Also notable are the flying sparks, which aren’t used to ignite the fuel, as is commonly supposed. Instead these Radial Outward Firing Igniters (more commonly referred to simply as “sparklers”) are, according to Melis, “there to make sure any unburned hydrogen gets ignited before it floats around and collects some place where it can ignite later and cause problems.”
The original NASA video includes footage from shuttle missions STS-114 (the first launch after the destruction of Columbia), 2007’s Atlantis mission STS-117 (the 250th orbital human spaceflight, which delivered a solar array to the International Space Station) and mission STS-124, which delivered a Japanese “Experiment Module” to the ISS. The close-up video of the shuttle launch comes from one of these three missions.
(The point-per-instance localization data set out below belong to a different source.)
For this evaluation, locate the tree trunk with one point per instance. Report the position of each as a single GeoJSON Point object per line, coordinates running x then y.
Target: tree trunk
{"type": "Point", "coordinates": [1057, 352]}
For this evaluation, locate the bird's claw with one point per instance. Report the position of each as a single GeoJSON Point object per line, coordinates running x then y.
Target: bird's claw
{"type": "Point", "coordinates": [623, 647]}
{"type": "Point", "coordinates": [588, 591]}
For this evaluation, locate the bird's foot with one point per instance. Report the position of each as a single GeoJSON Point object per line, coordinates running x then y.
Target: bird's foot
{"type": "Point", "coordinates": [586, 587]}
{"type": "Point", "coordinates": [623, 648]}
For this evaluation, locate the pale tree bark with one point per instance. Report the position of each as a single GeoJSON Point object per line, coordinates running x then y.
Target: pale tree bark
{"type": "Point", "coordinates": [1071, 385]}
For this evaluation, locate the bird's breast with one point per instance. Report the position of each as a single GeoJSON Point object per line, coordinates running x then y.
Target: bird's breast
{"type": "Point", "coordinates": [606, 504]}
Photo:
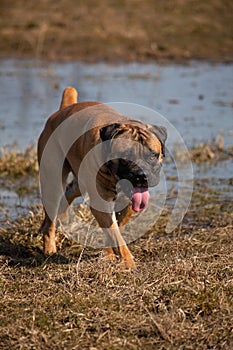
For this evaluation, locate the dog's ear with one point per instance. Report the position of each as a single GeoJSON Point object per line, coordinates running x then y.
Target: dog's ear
{"type": "Point", "coordinates": [161, 133]}
{"type": "Point", "coordinates": [108, 131]}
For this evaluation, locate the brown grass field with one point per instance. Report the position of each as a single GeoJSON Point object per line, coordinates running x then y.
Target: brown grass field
{"type": "Point", "coordinates": [180, 296]}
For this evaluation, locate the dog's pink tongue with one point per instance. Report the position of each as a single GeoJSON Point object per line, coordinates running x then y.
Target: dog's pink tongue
{"type": "Point", "coordinates": [140, 198]}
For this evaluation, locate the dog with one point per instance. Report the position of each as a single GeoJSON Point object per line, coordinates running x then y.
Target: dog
{"type": "Point", "coordinates": [127, 149]}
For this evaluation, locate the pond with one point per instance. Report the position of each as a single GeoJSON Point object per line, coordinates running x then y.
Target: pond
{"type": "Point", "coordinates": [196, 99]}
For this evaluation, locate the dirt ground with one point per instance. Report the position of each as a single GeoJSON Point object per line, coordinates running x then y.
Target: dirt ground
{"type": "Point", "coordinates": [180, 296]}
{"type": "Point", "coordinates": [117, 30]}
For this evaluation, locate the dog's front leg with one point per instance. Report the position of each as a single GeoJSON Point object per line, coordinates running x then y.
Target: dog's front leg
{"type": "Point", "coordinates": [117, 245]}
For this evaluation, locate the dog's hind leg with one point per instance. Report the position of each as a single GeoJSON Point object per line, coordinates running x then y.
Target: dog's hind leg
{"type": "Point", "coordinates": [124, 215]}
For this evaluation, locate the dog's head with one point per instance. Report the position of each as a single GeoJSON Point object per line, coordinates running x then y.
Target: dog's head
{"type": "Point", "coordinates": [136, 156]}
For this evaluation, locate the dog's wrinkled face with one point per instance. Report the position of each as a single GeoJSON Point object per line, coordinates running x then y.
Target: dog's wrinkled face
{"type": "Point", "coordinates": [136, 156]}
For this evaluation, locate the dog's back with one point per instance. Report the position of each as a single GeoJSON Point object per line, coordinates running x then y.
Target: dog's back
{"type": "Point", "coordinates": [69, 97]}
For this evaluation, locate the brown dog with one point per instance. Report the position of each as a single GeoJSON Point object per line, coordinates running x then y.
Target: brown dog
{"type": "Point", "coordinates": [124, 148]}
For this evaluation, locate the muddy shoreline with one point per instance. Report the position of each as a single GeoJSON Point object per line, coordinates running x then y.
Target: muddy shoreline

While posted to Reddit and other content aggregators stripped of information, redditors were quick to fill in some of the blanks. The post prompted some interesting responses, including museum recommendations, technical explanations recollections of past Space Shuttle launches.
In response to the video, shared a photograph from his duties with the 106th Rescue Wing of the New York Air National Guard, which were posted on standby for shuttle launches in case of an emergency necessitating a launch abort.
“HH-60 and HC-130 aircraft would be on standby or loitering in the area, with Pararescue Jumpers and Combat Rescue Officers ready to go after them. I was just there to document,” Muncy told Newsweek. “I was lucky enough to be able to photograph STS-132 and STS-135, which were the last launches of the Atlantis.”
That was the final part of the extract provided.